Pese a esta declaración, la causa judicial continúa su curso. El fiscal Julián Pistone, de la Unidad Fiscal de Línea Atención (UFLA) Norte, dispuso la detención de Moyano por los presuntos delitos de lesiones y privación ilegítima de la libertad, en un contexto inicialmente calificado como violencia de género. La definición final dependerá de cómo evalúe la Justicia las pruebas y los testimonios reunidos.
En esta etapa de la investigación, la fiscalía ordenó la revisión de las cámaras de seguridad de la zona, la ampliación de declaraciones de testigos y nuevas entrevistas con la propia Arizaga. También se analiza el contexto previo al hecho, las circunstancias en las que la joven llegó al hospital y posibles antecedentes de conflictos entre ambos.
El rol de la víctima y los pasos judiciales que vienen
El abogado de Arizaga, Diego Storto, señaló públicamente que recién asumirá formalmente la defensa si la joven decide seguir adelante con el proceso penal. Su postura deja entrever que la continuidad de la causa podría depender, en parte, de la voluntad de la denunciante, aunque los delitos que se investigan son de acción pública y la Justicia puede avanzar más allá de su decisión personal.
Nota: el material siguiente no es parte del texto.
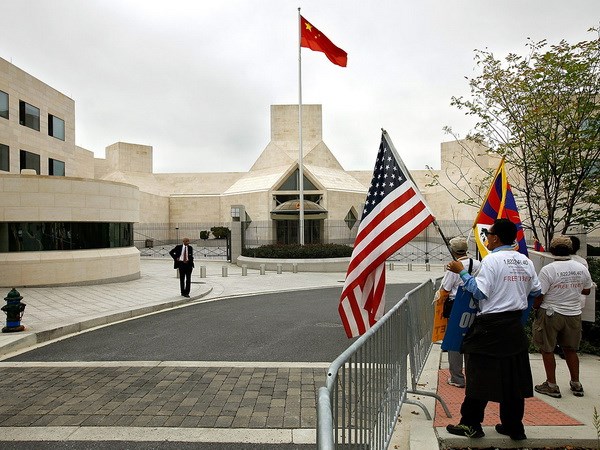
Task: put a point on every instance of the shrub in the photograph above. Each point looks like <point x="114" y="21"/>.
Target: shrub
<point x="292" y="251"/>
<point x="590" y="339"/>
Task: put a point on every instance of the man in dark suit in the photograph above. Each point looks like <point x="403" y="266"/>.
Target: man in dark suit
<point x="183" y="257"/>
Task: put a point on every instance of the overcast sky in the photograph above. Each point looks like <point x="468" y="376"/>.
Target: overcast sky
<point x="195" y="78"/>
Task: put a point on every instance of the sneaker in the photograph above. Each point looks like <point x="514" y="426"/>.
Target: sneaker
<point x="465" y="430"/>
<point x="545" y="389"/>
<point x="514" y="436"/>
<point x="452" y="383"/>
<point x="576" y="388"/>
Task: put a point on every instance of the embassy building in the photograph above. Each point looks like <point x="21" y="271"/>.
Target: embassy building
<point x="67" y="217"/>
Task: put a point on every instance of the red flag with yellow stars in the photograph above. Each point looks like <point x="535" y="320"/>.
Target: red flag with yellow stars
<point x="312" y="38"/>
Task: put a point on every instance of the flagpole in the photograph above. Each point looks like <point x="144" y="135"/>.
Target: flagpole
<point x="300" y="163"/>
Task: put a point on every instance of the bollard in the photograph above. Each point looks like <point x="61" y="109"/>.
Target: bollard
<point x="14" y="311"/>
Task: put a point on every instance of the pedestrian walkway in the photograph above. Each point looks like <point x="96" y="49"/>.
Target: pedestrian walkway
<point x="75" y="405"/>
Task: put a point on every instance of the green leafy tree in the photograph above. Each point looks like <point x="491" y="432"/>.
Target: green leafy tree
<point x="541" y="112"/>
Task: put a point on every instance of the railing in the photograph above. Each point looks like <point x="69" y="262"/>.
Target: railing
<point x="367" y="384"/>
<point x="420" y="309"/>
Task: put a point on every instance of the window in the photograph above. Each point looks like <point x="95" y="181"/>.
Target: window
<point x="30" y="161"/>
<point x="3" y="104"/>
<point x="29" y="115"/>
<point x="56" y="127"/>
<point x="4" y="161"/>
<point x="56" y="167"/>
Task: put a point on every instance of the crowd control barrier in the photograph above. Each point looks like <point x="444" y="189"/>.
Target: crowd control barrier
<point x="367" y="384"/>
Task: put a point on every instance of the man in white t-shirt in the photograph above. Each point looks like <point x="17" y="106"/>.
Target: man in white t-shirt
<point x="496" y="346"/>
<point x="448" y="288"/>
<point x="558" y="315"/>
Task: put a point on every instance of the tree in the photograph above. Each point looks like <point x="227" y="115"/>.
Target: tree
<point x="541" y="113"/>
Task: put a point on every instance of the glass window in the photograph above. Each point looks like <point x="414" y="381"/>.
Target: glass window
<point x="47" y="236"/>
<point x="4" y="160"/>
<point x="56" y="127"/>
<point x="3" y="104"/>
<point x="29" y="115"/>
<point x="30" y="161"/>
<point x="56" y="167"/>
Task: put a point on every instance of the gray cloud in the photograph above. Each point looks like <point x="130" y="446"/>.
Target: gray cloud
<point x="195" y="79"/>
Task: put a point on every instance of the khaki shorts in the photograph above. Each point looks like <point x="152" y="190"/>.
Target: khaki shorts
<point x="556" y="329"/>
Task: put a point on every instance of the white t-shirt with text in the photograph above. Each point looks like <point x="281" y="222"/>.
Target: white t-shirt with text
<point x="506" y="277"/>
<point x="562" y="283"/>
<point x="452" y="281"/>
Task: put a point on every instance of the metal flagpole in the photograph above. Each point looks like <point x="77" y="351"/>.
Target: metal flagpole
<point x="300" y="164"/>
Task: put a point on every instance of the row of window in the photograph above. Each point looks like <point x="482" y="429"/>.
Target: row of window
<point x="30" y="160"/>
<point x="29" y="116"/>
<point x="42" y="236"/>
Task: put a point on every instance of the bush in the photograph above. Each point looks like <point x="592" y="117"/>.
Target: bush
<point x="220" y="232"/>
<point x="290" y="251"/>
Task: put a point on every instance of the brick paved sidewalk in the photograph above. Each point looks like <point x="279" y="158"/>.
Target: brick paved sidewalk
<point x="158" y="395"/>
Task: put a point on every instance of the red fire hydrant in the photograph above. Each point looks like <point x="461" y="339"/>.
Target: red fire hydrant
<point x="14" y="311"/>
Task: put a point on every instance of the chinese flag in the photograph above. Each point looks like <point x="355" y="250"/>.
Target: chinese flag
<point x="317" y="41"/>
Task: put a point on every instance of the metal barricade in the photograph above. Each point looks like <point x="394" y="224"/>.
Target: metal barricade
<point x="368" y="383"/>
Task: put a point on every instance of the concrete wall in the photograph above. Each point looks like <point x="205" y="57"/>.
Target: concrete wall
<point x="35" y="198"/>
<point x="19" y="85"/>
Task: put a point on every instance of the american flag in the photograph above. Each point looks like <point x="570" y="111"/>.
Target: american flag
<point x="394" y="214"/>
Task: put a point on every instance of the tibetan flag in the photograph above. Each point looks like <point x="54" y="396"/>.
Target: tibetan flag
<point x="499" y="203"/>
<point x="311" y="37"/>
<point x="394" y="213"/>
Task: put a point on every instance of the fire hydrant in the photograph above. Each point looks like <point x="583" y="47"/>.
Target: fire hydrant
<point x="14" y="311"/>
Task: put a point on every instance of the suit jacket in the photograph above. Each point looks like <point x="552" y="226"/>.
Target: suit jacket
<point x="176" y="253"/>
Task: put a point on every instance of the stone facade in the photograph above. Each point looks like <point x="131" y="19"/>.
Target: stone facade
<point x="123" y="188"/>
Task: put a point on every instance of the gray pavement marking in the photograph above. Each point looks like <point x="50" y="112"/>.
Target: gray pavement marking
<point x="159" y="434"/>
<point x="159" y="395"/>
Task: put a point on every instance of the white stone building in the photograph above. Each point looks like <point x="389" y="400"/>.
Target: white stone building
<point x="67" y="217"/>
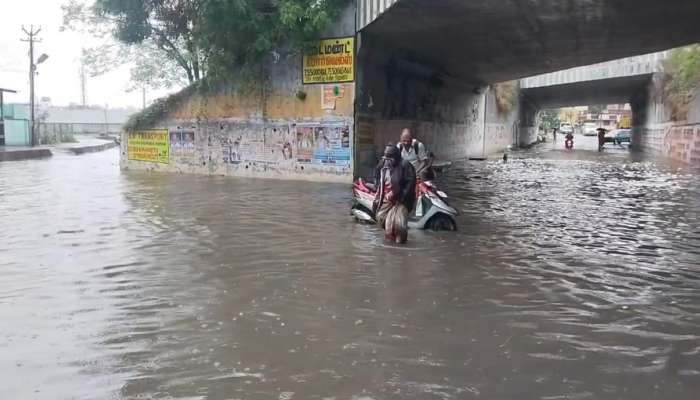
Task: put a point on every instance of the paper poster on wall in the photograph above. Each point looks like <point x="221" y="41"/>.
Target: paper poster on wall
<point x="332" y="145"/>
<point x="182" y="143"/>
<point x="330" y="61"/>
<point x="149" y="146"/>
<point x="305" y="144"/>
<point x="231" y="149"/>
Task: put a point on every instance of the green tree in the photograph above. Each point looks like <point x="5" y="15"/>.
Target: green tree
<point x="151" y="67"/>
<point x="238" y="33"/>
<point x="681" y="79"/>
<point x="549" y="119"/>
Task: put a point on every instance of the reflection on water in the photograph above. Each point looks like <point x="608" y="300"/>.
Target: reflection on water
<point x="569" y="279"/>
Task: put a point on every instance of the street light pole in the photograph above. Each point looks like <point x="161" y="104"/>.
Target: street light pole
<point x="31" y="33"/>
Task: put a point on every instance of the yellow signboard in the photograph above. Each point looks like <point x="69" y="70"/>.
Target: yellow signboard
<point x="330" y="61"/>
<point x="151" y="146"/>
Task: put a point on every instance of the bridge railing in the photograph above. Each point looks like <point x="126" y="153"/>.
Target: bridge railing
<point x="638" y="65"/>
<point x="369" y="10"/>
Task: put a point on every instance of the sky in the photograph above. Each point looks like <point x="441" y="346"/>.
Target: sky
<point x="59" y="76"/>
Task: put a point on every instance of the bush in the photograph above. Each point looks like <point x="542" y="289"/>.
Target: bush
<point x="681" y="79"/>
<point x="506" y="96"/>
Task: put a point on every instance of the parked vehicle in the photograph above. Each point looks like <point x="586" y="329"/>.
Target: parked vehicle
<point x="625" y="122"/>
<point x="618" y="136"/>
<point x="569" y="142"/>
<point x="622" y="136"/>
<point x="589" y="129"/>
<point x="566" y="128"/>
<point x="431" y="212"/>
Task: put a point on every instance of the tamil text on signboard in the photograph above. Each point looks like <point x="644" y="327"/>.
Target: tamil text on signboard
<point x="331" y="61"/>
<point x="151" y="146"/>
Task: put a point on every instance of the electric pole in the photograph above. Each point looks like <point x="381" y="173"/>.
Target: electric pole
<point x="31" y="34"/>
<point x="83" y="85"/>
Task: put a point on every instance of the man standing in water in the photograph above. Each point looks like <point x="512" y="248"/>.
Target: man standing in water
<point x="396" y="194"/>
<point x="414" y="152"/>
<point x="601" y="138"/>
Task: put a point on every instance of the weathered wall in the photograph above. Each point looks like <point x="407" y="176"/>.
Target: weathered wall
<point x="678" y="140"/>
<point x="396" y="91"/>
<point x="264" y="129"/>
<point x="501" y="126"/>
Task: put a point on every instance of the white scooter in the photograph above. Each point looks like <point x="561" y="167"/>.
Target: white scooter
<point x="431" y="211"/>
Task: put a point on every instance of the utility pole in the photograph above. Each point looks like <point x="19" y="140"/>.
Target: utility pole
<point x="31" y="34"/>
<point x="83" y="85"/>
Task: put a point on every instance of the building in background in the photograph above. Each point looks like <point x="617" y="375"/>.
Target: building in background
<point x="60" y="123"/>
<point x="16" y="125"/>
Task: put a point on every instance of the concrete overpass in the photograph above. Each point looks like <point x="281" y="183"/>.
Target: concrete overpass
<point x="625" y="80"/>
<point x="488" y="41"/>
<point x="426" y="63"/>
<point x="616" y="81"/>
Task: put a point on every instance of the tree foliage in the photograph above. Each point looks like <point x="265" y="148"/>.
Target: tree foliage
<point x="198" y="37"/>
<point x="681" y="79"/>
<point x="549" y="119"/>
<point x="507" y="95"/>
<point x="151" y="67"/>
<point x="238" y="33"/>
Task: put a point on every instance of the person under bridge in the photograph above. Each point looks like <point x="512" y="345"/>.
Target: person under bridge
<point x="413" y="151"/>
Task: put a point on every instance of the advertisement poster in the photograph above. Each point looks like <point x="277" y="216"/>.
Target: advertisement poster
<point x="150" y="146"/>
<point x="305" y="144"/>
<point x="330" y="61"/>
<point x="182" y="143"/>
<point x="332" y="145"/>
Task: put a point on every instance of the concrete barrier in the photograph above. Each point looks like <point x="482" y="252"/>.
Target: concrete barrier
<point x="91" y="148"/>
<point x="10" y="154"/>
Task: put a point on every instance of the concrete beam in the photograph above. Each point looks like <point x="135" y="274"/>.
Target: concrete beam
<point x="601" y="91"/>
<point x="488" y="41"/>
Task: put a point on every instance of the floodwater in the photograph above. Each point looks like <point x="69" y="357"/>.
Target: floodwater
<point x="573" y="276"/>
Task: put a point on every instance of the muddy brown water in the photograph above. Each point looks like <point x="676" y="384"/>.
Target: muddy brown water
<point x="573" y="276"/>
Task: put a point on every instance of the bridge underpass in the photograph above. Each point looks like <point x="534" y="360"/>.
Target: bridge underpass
<point x="426" y="64"/>
<point x="618" y="90"/>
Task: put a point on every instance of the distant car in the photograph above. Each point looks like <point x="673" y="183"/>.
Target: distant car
<point x="618" y="136"/>
<point x="589" y="129"/>
<point x="622" y="136"/>
<point x="566" y="128"/>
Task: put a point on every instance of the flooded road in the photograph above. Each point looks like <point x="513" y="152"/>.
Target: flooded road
<point x="573" y="276"/>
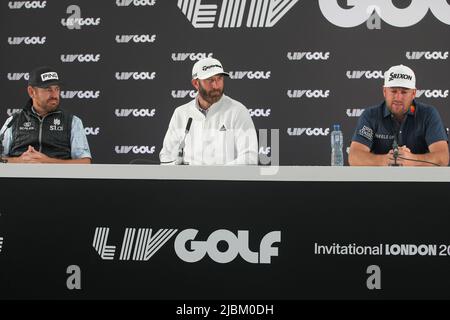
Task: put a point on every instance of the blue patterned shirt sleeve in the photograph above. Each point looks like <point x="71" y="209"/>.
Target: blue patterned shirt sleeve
<point x="78" y="141"/>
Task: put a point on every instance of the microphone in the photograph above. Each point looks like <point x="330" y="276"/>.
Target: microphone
<point x="395" y="149"/>
<point x="180" y="158"/>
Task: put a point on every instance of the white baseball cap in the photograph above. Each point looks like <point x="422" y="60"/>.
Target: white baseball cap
<point x="207" y="67"/>
<point x="400" y="76"/>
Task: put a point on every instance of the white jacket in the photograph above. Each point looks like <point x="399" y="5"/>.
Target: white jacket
<point x="226" y="135"/>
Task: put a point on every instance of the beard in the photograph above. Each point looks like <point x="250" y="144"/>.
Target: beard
<point x="211" y="96"/>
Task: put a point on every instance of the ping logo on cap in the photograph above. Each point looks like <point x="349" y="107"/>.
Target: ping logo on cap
<point x="206" y="68"/>
<point x="49" y="76"/>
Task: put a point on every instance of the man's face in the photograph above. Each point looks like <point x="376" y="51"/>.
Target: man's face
<point x="211" y="89"/>
<point x="399" y="99"/>
<point x="45" y="99"/>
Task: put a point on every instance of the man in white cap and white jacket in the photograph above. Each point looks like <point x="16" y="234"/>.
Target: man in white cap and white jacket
<point x="212" y="129"/>
<point x="400" y="131"/>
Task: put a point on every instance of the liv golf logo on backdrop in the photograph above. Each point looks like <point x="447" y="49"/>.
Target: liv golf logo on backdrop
<point x="141" y="244"/>
<point x="231" y="13"/>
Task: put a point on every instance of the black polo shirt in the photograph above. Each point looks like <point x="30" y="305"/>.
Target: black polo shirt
<point x="421" y="127"/>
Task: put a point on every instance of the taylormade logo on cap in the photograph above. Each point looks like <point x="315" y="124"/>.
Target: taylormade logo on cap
<point x="206" y="68"/>
<point x="400" y="76"/>
<point x="49" y="76"/>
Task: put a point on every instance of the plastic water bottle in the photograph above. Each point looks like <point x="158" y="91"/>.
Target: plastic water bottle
<point x="337" y="143"/>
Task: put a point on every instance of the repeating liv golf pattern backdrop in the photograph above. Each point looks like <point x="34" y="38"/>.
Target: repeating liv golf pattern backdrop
<point x="299" y="66"/>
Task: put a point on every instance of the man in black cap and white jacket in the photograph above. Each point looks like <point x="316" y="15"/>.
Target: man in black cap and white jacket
<point x="41" y="132"/>
<point x="213" y="128"/>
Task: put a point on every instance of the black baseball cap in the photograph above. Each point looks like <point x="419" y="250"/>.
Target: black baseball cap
<point x="43" y="77"/>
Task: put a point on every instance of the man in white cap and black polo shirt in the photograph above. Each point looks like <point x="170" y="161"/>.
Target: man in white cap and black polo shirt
<point x="41" y="132"/>
<point x="400" y="131"/>
<point x="212" y="129"/>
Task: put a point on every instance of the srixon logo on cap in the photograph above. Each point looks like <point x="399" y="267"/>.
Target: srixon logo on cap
<point x="393" y="76"/>
<point x="49" y="76"/>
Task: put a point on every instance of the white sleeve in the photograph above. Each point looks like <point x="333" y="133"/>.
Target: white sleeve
<point x="7" y="138"/>
<point x="172" y="139"/>
<point x="246" y="141"/>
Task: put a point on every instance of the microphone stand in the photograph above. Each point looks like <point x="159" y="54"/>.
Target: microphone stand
<point x="395" y="148"/>
<point x="180" y="158"/>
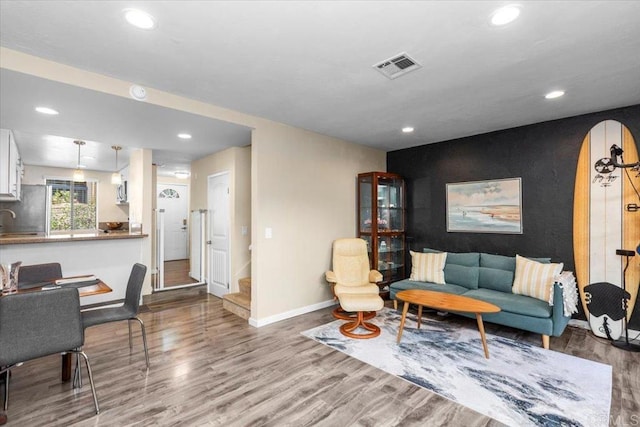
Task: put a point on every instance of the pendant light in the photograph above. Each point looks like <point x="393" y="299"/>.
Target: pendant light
<point x="116" y="177"/>
<point x="78" y="174"/>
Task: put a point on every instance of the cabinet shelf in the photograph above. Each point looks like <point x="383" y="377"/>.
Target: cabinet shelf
<point x="381" y="201"/>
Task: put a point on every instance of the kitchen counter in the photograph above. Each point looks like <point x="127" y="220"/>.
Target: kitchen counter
<point x="25" y="238"/>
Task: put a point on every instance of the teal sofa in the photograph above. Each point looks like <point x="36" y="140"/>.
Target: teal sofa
<point x="489" y="278"/>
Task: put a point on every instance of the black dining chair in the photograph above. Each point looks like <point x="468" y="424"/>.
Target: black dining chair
<point x="128" y="311"/>
<point x="37" y="324"/>
<point x="33" y="276"/>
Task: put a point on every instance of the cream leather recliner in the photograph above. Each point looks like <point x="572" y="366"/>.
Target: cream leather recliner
<point x="351" y="271"/>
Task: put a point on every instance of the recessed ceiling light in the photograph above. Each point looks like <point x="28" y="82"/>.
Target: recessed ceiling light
<point x="554" y="94"/>
<point x="138" y="92"/>
<point x="139" y="19"/>
<point x="46" y="110"/>
<point x="505" y="15"/>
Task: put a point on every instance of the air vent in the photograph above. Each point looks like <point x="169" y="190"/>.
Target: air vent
<point x="397" y="66"/>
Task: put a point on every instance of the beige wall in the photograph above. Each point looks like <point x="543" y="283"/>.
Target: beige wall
<point x="304" y="189"/>
<point x="140" y="194"/>
<point x="302" y="186"/>
<point x="108" y="210"/>
<point x="237" y="162"/>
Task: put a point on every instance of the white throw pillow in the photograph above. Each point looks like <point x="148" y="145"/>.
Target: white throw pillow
<point x="535" y="279"/>
<point x="428" y="267"/>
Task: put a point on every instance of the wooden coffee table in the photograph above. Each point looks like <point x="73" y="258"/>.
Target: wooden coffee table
<point x="446" y="302"/>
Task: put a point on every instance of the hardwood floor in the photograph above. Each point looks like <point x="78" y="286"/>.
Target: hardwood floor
<point x="177" y="273"/>
<point x="209" y="367"/>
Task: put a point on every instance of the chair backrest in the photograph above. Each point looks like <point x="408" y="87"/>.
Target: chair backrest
<point x="36" y="324"/>
<point x="38" y="273"/>
<point x="134" y="288"/>
<point x="351" y="262"/>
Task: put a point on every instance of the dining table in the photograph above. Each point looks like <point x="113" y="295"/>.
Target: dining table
<point x="87" y="285"/>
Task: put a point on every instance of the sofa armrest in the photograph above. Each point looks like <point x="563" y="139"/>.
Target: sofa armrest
<point x="560" y="321"/>
<point x="375" y="276"/>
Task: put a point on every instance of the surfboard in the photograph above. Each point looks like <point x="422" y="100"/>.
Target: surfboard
<point x="602" y="222"/>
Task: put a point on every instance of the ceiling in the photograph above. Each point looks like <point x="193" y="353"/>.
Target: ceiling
<point x="309" y="64"/>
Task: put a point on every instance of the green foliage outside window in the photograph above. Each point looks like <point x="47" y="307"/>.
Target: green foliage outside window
<point x="84" y="213"/>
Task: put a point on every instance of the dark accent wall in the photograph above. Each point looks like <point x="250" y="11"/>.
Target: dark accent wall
<point x="544" y="155"/>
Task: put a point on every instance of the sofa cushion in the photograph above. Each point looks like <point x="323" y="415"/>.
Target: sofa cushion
<point x="467" y="259"/>
<point x="460" y="275"/>
<point x="428" y="286"/>
<point x="460" y="268"/>
<point x="535" y="279"/>
<point x="495" y="279"/>
<point x="512" y="303"/>
<point x="500" y="262"/>
<point x="498" y="271"/>
<point x="428" y="267"/>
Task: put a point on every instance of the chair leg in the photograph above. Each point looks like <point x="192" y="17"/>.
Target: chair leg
<point x="6" y="389"/>
<point x="93" y="387"/>
<point x="144" y="339"/>
<point x="77" y="374"/>
<point x="130" y="339"/>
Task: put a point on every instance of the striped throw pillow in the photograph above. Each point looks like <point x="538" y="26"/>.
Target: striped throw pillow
<point x="535" y="279"/>
<point x="428" y="267"/>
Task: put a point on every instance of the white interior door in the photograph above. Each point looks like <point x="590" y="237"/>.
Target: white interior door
<point x="173" y="199"/>
<point x="218" y="234"/>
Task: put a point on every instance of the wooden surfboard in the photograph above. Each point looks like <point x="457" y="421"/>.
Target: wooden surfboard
<point x="601" y="222"/>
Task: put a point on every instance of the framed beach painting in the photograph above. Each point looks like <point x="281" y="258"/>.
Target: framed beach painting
<point x="493" y="206"/>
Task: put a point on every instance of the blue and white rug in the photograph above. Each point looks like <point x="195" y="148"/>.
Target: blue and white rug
<point x="519" y="385"/>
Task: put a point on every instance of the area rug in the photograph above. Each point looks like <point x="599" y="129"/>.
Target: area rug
<point x="520" y="384"/>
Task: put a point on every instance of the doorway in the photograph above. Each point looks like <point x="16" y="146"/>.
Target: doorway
<point x="218" y="233"/>
<point x="174" y="260"/>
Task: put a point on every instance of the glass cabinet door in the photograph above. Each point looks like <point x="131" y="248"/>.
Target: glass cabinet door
<point x="365" y="191"/>
<point x="390" y="204"/>
<point x="381" y="224"/>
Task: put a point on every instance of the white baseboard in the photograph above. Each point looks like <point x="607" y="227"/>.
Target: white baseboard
<point x="291" y="313"/>
<point x="583" y="324"/>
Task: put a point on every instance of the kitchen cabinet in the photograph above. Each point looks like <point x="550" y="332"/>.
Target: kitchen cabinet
<point x="381" y="223"/>
<point x="11" y="168"/>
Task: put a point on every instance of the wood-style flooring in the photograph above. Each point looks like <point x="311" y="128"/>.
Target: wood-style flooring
<point x="209" y="367"/>
<point x="177" y="273"/>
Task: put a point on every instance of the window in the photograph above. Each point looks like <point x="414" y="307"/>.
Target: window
<point x="73" y="205"/>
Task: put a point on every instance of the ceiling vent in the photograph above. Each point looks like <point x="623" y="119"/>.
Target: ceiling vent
<point x="397" y="65"/>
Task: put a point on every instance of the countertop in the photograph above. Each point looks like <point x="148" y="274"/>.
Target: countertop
<point x="18" y="239"/>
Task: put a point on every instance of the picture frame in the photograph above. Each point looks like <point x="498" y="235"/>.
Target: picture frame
<point x="491" y="206"/>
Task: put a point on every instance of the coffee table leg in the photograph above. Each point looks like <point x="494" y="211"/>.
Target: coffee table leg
<point x="482" y="335"/>
<point x="405" y="309"/>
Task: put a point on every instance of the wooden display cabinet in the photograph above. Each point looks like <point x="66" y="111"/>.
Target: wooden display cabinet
<point x="381" y="223"/>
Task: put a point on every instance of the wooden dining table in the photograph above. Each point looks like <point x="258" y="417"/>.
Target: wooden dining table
<point x="86" y="290"/>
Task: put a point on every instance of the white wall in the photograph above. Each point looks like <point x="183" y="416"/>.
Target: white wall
<point x="304" y="189"/>
<point x="237" y="162"/>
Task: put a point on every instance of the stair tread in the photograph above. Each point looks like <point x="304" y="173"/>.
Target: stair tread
<point x="239" y="299"/>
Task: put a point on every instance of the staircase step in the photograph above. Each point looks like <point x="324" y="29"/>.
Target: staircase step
<point x="245" y="286"/>
<point x="238" y="304"/>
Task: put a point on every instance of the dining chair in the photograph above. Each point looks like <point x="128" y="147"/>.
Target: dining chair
<point x="37" y="324"/>
<point x="32" y="276"/>
<point x="128" y="311"/>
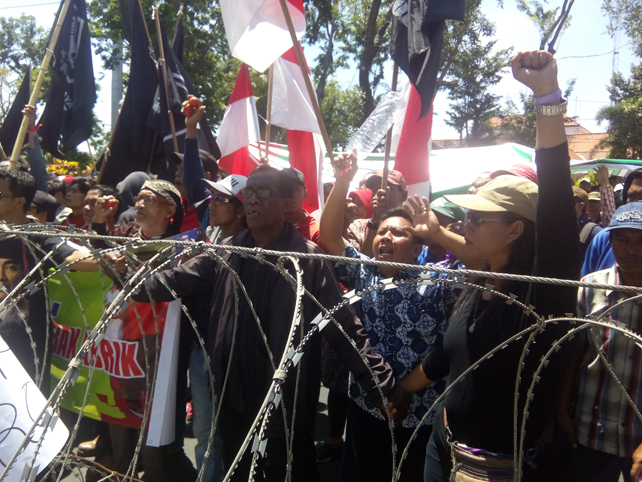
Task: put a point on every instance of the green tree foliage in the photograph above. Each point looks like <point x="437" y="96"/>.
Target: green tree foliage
<point x="208" y="61"/>
<point x="368" y="40"/>
<point x="624" y="116"/>
<point x="341" y="109"/>
<point x="326" y="28"/>
<point x="473" y="71"/>
<point x="626" y="15"/>
<point x="518" y="124"/>
<point x="21" y="43"/>
<point x="550" y="22"/>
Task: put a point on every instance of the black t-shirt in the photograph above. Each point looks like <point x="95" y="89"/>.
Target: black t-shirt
<point x="480" y="407"/>
<point x="34" y="306"/>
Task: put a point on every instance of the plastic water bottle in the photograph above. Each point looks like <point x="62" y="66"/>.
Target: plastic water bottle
<point x="376" y="125"/>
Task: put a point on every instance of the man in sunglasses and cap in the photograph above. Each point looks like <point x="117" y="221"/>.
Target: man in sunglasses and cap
<point x="242" y="356"/>
<point x="605" y="429"/>
<point x="361" y="233"/>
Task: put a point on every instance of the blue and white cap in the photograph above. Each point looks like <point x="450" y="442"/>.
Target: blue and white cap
<point x="627" y="216"/>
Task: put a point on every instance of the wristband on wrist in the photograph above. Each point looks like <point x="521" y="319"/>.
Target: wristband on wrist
<point x="550" y="98"/>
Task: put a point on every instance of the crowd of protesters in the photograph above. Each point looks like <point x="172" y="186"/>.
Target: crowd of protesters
<point x="407" y="343"/>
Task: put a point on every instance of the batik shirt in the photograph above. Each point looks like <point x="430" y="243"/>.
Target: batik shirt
<point x="403" y="324"/>
<point x="604" y="418"/>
Fuentes judiciales recordaron que, en los casos de presunta violencia de género, la palabra de la víctima es central pero no el único elemento de valoración. Pericias médicas, informes psicológicos, registros de llamadas, mensajes y videos suelen ser clave para reconstruir lo ocurrido y determinar si existió un hecho punible.
- La joven negó una agresión directa por parte de Moyano.
- La causa investiga lesiones y privación ilegítima de la libertad.
- Se analizan cámaras de seguridad y distintos testimonios.
- La continuidad de la acción penal no depende solo de la víctima.
“Moyano no le hizo nada y el episodio se dio en un contexto de consumo de estupefacientes”, declaró Candela Arizaga ante la División Protección Familiar en el Hospital Pirovano.
Mientras se esperan nuevas definiciones de la fiscalía y eventuales resoluciones sobre la situación procesal de Facundo Moyano, el caso reabre el debate sobre el tratamiento judicial y mediático de las denuncias de violencia de género y la necesidad de avanzar con cautela, sin prejuzgar, pero garantizando la protección de las presuntas víctimas y el debido proceso para los imputados.